What Exactly is Mindfulness?



Mindfulness is a meditation-based approach to living that helps us get more out of every day. Though rooted in ancient meditation traditions that are thousands of years old, Mindfulness has also been the subject of many recent studies that show its effectiveness in promoting wellbeing and alleviating many physical and mental health problems.

Mindfulness is a natural human quality that can foster calmness, clear thinking, compassion and openheartedness. It is not about adopting new techniques or skills, but rather it’s about allowing our inner selves to flourish and allowing our latent strength and calm to emerge.


Mindfulness helps us to become aware of our thoughts, emotions and physical sensations without judgement, as they happen in the present moment. We can then live with a greater sense of balance and wellbeing as we become free of our reactive, habitual ways of being.


Mindfulness can help us live with a deeper awareness of how we use our energy and inner resources and bring out an inner focus and resilience. Modern life can be stressful, but we all have the innate ability to be present and composed. Through regular, easy-to-follow meditation practices, we can slow down and notice more of what we experience.



Numerous studies have documented the social, health and workplace benefits of Mindfulness.

Research indicates that mindfulness and mindfulness-based interventions such as MBSR can have a significant therapeutic effects for those experiencing mental health issues such as stress, anxiety, high blood pressure and depression. [Source: NCBI article]
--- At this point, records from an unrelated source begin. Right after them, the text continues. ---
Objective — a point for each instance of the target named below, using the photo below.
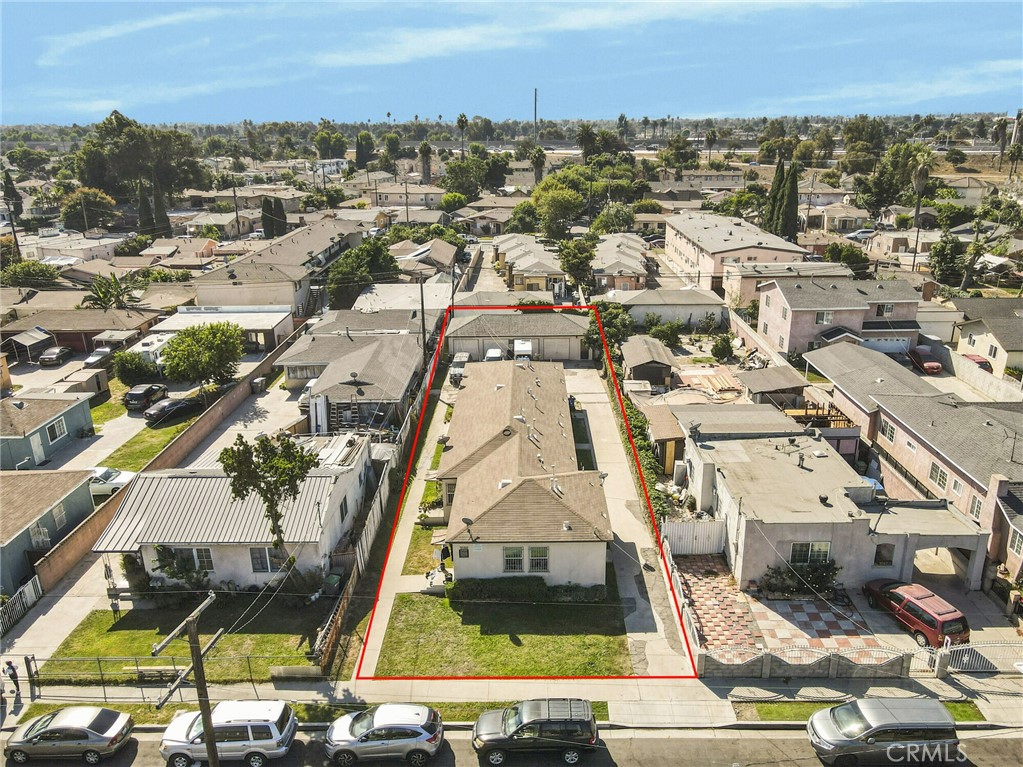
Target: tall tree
(462, 124)
(273, 468)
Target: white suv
(251, 731)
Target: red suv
(930, 618)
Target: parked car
(924, 361)
(108, 481)
(55, 356)
(142, 396)
(86, 732)
(251, 731)
(927, 616)
(982, 362)
(174, 408)
(560, 724)
(879, 730)
(387, 731)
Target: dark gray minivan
(884, 731)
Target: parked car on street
(924, 361)
(171, 408)
(559, 724)
(142, 396)
(250, 731)
(387, 731)
(55, 356)
(882, 730)
(86, 732)
(931, 620)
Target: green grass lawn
(430, 636)
(144, 446)
(797, 711)
(277, 635)
(113, 407)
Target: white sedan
(108, 481)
A review of 114 studies found consistent improvements in mental health and wellbeing where a mindfulness-based intervention was used. [Source: Carlson L., “Mindfulness-Based Interventions for physical conditions: A narrative review evaluating levels of evidence”, International Scholarly Research Notices, 2012]


Indeed, Mindfulness Based Cognitive Therapy is now recommended in the NICE (National Institute for Clinical Excellence) guidelines for treating recurrent depression. [Source: NICE article]
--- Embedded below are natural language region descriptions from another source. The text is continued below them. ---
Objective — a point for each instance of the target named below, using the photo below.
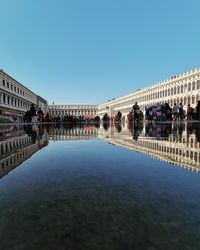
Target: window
(189, 86)
(193, 86)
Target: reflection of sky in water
(88, 194)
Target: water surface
(113, 187)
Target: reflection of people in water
(105, 126)
(136, 131)
(118, 126)
(158, 130)
(32, 132)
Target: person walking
(175, 110)
(189, 112)
(198, 110)
(180, 112)
(33, 114)
(136, 112)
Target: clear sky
(89, 51)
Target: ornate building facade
(16, 99)
(89, 111)
(183, 88)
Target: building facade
(184, 88)
(88, 111)
(16, 99)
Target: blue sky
(89, 51)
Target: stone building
(16, 99)
(89, 111)
(183, 88)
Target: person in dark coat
(33, 113)
(198, 110)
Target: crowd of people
(159, 112)
(163, 112)
(34, 116)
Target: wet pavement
(100, 187)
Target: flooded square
(112, 186)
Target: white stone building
(183, 88)
(16, 99)
(61, 110)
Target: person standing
(33, 114)
(175, 110)
(136, 110)
(189, 112)
(198, 110)
(181, 113)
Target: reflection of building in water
(18, 146)
(180, 149)
(72, 133)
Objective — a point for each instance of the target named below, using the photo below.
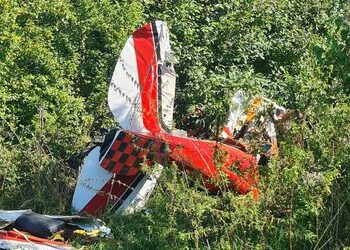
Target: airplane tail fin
(142, 90)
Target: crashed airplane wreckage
(141, 97)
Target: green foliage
(56, 60)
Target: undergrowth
(56, 60)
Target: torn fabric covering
(253, 123)
(7, 217)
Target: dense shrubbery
(56, 60)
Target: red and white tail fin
(142, 90)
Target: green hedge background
(56, 61)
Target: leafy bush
(56, 60)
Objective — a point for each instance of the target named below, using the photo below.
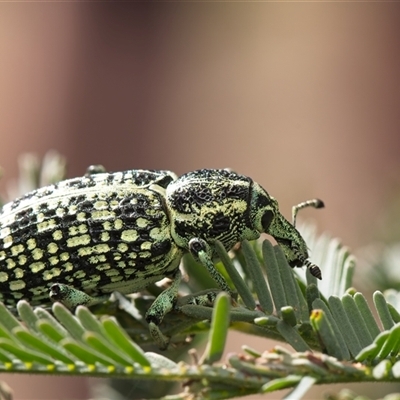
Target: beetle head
(267, 218)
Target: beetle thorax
(211, 205)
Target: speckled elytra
(81, 239)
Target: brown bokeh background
(303, 97)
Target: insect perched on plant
(79, 240)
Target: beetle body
(80, 239)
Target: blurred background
(302, 97)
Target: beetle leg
(202, 252)
(161, 306)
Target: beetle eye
(267, 219)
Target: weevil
(79, 240)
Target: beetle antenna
(316, 203)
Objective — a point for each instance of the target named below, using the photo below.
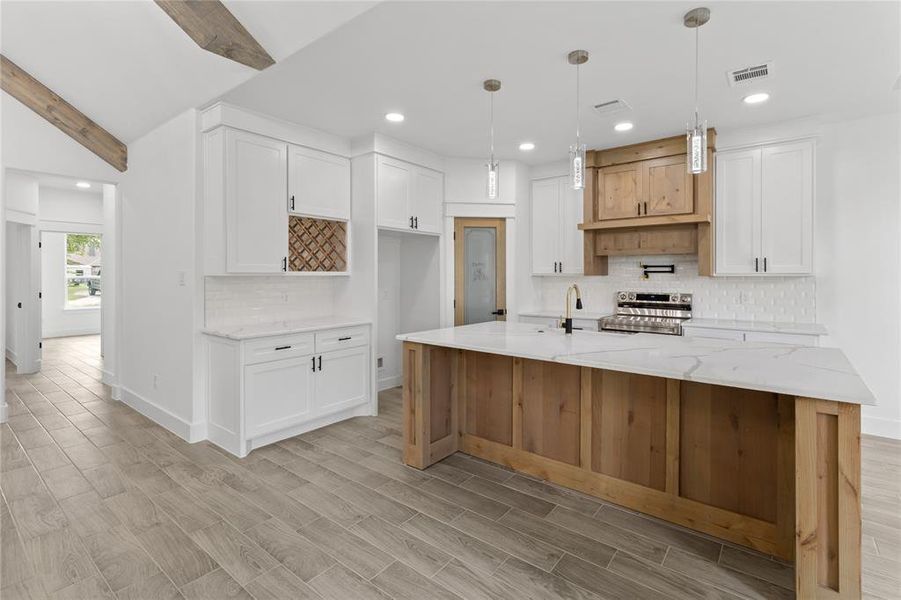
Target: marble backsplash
(783, 299)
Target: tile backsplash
(780, 299)
(230, 301)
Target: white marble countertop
(761, 326)
(258, 330)
(779, 368)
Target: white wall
(56, 319)
(158, 197)
(857, 257)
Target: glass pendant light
(491, 86)
(577, 151)
(696, 132)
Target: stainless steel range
(648, 312)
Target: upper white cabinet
(318, 184)
(557, 245)
(255, 191)
(764, 210)
(408, 197)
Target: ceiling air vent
(611, 107)
(753, 73)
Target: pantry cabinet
(557, 245)
(262, 390)
(318, 184)
(764, 210)
(408, 197)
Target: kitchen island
(755, 443)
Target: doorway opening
(480, 270)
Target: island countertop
(812, 372)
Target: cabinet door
(572, 249)
(737, 212)
(256, 191)
(318, 184)
(277, 394)
(787, 208)
(545, 226)
(342, 380)
(427, 201)
(619, 191)
(394, 186)
(668, 187)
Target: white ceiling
(129, 67)
(428, 60)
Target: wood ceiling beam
(35, 95)
(215, 29)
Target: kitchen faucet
(568, 321)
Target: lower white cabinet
(263, 390)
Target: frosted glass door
(479, 270)
(480, 285)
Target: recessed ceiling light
(756, 98)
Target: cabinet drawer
(337, 339)
(278, 348)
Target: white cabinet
(262, 390)
(408, 197)
(557, 246)
(255, 191)
(282, 392)
(318, 184)
(764, 210)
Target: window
(83, 268)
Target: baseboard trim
(389, 382)
(881, 427)
(159, 415)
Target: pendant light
(696, 132)
(577, 151)
(491, 86)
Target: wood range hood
(640, 200)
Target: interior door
(427, 200)
(256, 192)
(318, 183)
(738, 212)
(342, 380)
(394, 182)
(619, 191)
(787, 208)
(278, 394)
(545, 229)
(480, 266)
(669, 187)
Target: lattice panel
(316, 244)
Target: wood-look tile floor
(99, 502)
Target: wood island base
(776, 473)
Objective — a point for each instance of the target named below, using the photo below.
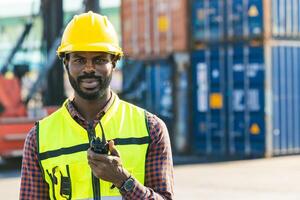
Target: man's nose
(89, 66)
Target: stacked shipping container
(154, 28)
(245, 74)
(153, 31)
(243, 69)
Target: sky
(10, 8)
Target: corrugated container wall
(154, 28)
(233, 20)
(231, 116)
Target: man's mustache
(86, 76)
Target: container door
(207, 21)
(209, 117)
(286, 99)
(246, 100)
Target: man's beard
(103, 85)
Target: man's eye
(79, 61)
(101, 61)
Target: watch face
(128, 185)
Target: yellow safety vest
(63, 143)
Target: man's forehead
(89, 54)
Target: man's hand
(108, 167)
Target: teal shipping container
(215, 21)
(247, 99)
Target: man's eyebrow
(77, 56)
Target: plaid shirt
(159, 164)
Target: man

Mindfulness can also alleviate physical problems such as chronic back pain [Source: Jama Journal article], and fibromyalgia [Source: NCBI article]. But it’s not only people with a specific health complaint who can benefit from mindfulness. It can help reduce stress and improve functioning and wellbeing in a whole manner of situations including in education, at work and in family or interpersonal relationships.


Overall, many benefits of mindfulness have been identified, including stress reduction, reduced rumination, decreased depression and anxiety, better emotion regulation, increased focus, more cognitive flexibility, and improved working memory. [Source: American Psychological Association article]


Neuroscience [Source: Oxford Academic] has shown that the direct experience network of the brain is more active with people who practice mindfulness. These activated brain regions include the insula, (relating to bodily sensations) and the anterior cingulate cortex (key to switching attention). What this means is that mindfulness allows you to access the parts of your mind that experience information as it comes to you in the present moment. You can then enjoy the pure sensation of being, rather than worrying about your to-do list.

Principles and Tips

From The Mindful Consultant

Create – Whatever situation we find ourselves in, we can look at what is already here and bemoan what is missing. Or we can open up to an endless array of new possibilities in the moment we are inhabiting. Through doing so we can gain freedom from conditioned thought patterns that keep us ‘in the box’, and gain access to deep insight, enabling us to soar high above, irrespective of what is presenting itself from the outside.